Reputation: 2245
I am trying to understand the clang compiler for C, and the intermediate code it produces.
I have a series of functions that compile, producing LLVM-IR and I don't understand why.
Here is the first:
int f(int x){
}
This produces the LLVM code
define i32 @f(i32 %x) nounwind uwtable readnone{
ret i32 undef
}
That is perfectly understandable I think. The function body is undefined!
Here is the next C function:
int f(int x){
if (x < 0)
{}
else
{}
}
When clang compiles this, it generates the exact same LLVM-IR. The compiler recognizes that the body is garbage, and returns undefined!!! The way LLVM knows this is garbage is its optimizer.
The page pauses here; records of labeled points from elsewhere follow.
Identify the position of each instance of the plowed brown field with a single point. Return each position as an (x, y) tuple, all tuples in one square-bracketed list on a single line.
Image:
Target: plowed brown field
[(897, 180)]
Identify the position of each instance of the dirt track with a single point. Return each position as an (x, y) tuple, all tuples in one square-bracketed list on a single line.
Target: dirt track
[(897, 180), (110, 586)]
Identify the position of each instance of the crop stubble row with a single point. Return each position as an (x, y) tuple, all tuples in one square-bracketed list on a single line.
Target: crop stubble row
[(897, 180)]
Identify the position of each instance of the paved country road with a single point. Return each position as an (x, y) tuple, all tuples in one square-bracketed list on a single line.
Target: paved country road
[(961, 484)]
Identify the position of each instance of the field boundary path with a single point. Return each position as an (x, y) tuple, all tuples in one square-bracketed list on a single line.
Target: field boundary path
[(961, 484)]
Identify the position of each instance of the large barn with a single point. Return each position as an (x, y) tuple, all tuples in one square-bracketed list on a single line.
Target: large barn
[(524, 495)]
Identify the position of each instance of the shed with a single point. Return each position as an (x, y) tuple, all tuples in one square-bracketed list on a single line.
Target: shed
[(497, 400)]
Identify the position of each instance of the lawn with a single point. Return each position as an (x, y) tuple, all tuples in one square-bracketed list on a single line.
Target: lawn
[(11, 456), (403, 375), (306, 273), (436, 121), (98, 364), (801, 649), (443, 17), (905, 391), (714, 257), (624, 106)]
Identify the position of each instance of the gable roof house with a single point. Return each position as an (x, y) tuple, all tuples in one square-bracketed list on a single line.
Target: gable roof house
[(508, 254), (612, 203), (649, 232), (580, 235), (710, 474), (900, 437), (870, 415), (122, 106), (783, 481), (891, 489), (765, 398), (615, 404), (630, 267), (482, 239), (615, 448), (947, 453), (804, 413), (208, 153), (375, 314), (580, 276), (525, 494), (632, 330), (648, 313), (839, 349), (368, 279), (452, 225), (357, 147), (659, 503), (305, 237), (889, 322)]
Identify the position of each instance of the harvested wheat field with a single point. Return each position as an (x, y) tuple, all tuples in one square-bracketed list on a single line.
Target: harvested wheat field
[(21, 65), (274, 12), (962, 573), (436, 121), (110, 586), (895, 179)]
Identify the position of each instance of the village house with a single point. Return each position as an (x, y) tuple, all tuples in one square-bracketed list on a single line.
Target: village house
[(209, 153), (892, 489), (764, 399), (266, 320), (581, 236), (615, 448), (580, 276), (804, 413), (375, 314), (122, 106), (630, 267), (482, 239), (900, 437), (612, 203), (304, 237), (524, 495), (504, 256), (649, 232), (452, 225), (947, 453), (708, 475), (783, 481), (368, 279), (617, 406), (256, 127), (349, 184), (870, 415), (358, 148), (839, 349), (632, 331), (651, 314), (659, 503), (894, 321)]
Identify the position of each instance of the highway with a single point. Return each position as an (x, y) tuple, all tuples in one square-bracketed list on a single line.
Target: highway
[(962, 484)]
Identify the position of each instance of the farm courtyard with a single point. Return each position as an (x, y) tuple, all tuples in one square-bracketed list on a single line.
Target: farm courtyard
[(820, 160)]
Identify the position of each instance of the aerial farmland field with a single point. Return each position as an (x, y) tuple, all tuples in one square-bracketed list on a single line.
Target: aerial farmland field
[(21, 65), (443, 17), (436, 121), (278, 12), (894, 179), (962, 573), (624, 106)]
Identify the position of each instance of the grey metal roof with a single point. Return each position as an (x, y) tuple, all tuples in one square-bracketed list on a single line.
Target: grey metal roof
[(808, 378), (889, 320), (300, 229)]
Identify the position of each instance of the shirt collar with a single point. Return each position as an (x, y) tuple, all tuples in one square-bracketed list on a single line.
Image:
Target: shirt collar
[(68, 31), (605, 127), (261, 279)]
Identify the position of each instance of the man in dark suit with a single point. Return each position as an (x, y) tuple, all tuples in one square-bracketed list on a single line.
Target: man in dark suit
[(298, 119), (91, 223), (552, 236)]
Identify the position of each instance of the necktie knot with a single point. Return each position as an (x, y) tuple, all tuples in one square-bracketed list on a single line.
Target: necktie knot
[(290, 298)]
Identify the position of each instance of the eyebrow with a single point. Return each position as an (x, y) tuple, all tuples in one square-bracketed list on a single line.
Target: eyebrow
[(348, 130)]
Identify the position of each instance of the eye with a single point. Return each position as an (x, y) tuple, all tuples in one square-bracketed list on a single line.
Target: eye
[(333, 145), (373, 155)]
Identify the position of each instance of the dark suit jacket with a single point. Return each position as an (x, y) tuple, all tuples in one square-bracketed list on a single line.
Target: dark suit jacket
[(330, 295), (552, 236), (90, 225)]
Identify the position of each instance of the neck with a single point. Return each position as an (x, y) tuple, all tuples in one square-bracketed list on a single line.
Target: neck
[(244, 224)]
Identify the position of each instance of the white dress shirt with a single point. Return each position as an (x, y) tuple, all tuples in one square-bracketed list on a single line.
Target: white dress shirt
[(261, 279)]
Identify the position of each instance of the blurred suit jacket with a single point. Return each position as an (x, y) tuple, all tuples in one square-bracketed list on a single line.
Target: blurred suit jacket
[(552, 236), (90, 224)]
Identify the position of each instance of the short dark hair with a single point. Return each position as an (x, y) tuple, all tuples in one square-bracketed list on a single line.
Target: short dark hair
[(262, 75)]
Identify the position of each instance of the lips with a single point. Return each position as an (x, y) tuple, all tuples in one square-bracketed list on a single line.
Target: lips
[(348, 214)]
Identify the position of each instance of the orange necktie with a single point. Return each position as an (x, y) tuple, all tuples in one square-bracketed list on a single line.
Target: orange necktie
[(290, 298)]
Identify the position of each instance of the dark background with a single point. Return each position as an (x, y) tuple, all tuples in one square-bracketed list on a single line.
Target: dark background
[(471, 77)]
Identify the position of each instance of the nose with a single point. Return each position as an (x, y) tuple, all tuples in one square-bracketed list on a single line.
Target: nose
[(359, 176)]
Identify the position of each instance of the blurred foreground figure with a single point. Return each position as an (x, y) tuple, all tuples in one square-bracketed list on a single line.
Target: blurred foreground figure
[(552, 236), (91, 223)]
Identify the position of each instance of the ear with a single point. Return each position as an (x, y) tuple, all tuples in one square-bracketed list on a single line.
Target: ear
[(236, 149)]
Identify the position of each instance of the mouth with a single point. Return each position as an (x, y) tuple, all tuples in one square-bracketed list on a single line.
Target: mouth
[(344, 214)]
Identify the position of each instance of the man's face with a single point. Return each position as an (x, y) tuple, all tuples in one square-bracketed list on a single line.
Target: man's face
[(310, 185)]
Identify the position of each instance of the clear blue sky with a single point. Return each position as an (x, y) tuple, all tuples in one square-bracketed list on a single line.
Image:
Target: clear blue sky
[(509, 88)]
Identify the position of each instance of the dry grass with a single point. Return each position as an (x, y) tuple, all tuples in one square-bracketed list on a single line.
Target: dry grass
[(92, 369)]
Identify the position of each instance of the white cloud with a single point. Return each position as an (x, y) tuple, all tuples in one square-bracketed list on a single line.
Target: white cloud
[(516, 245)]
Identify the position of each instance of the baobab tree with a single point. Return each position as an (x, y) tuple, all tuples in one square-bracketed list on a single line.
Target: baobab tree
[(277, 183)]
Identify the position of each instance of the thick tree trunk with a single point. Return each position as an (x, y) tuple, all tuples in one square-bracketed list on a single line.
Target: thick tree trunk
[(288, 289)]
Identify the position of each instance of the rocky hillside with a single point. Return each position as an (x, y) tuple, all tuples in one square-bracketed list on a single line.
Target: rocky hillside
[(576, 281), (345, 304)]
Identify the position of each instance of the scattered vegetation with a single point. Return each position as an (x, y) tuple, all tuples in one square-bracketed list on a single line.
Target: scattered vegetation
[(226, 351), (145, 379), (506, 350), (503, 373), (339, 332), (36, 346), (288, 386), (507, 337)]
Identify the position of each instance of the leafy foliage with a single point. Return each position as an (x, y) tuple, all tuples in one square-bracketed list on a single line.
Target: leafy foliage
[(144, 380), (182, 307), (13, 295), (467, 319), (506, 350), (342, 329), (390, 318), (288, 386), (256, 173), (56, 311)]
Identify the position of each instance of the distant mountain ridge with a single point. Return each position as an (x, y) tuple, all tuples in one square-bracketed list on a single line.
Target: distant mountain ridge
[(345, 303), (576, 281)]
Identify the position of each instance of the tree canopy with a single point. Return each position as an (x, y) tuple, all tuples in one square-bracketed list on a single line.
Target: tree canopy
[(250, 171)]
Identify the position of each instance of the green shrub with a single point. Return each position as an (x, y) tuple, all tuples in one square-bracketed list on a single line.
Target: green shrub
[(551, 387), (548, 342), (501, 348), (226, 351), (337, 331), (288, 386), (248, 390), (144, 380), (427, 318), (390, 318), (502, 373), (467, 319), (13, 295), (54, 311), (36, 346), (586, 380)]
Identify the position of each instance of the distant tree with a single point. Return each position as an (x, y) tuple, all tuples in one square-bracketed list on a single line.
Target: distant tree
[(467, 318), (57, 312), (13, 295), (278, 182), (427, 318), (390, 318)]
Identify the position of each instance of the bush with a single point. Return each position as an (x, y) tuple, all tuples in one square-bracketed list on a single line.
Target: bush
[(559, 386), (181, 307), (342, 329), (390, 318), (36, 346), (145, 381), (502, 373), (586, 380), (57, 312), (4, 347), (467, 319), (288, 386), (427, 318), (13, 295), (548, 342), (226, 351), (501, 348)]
Clang --> LLVM uses a "return value collector" convention -- when defining a function -- %1 is allocated as the "return value." All return statements update this value, and ultimately, there is one ret statement in LLVM at the end of the function body that essentially returns this value. LLVM sees that a variable is allocated and returned without being updated or initialized, and sets it to undefined.
Now for the kicker!!
int f(int x){
if (x<0)
{}
else
{
return 3;
}
}
Is converted to the following LLVM-IR.
define i32 @f(i32 %x) nounwind uwtable readnone {
ret i32 3
}
For some reason, the undefined code is pruned off. The C function should be undefined when (x<0)!! Can anyone explain why this code is pruned off?
Upvotes: 1
Views: 137
Reputation: 225132
3
is a perfectly reasonable return value for a function with undefined behaviour. Literally any return value would be allowed.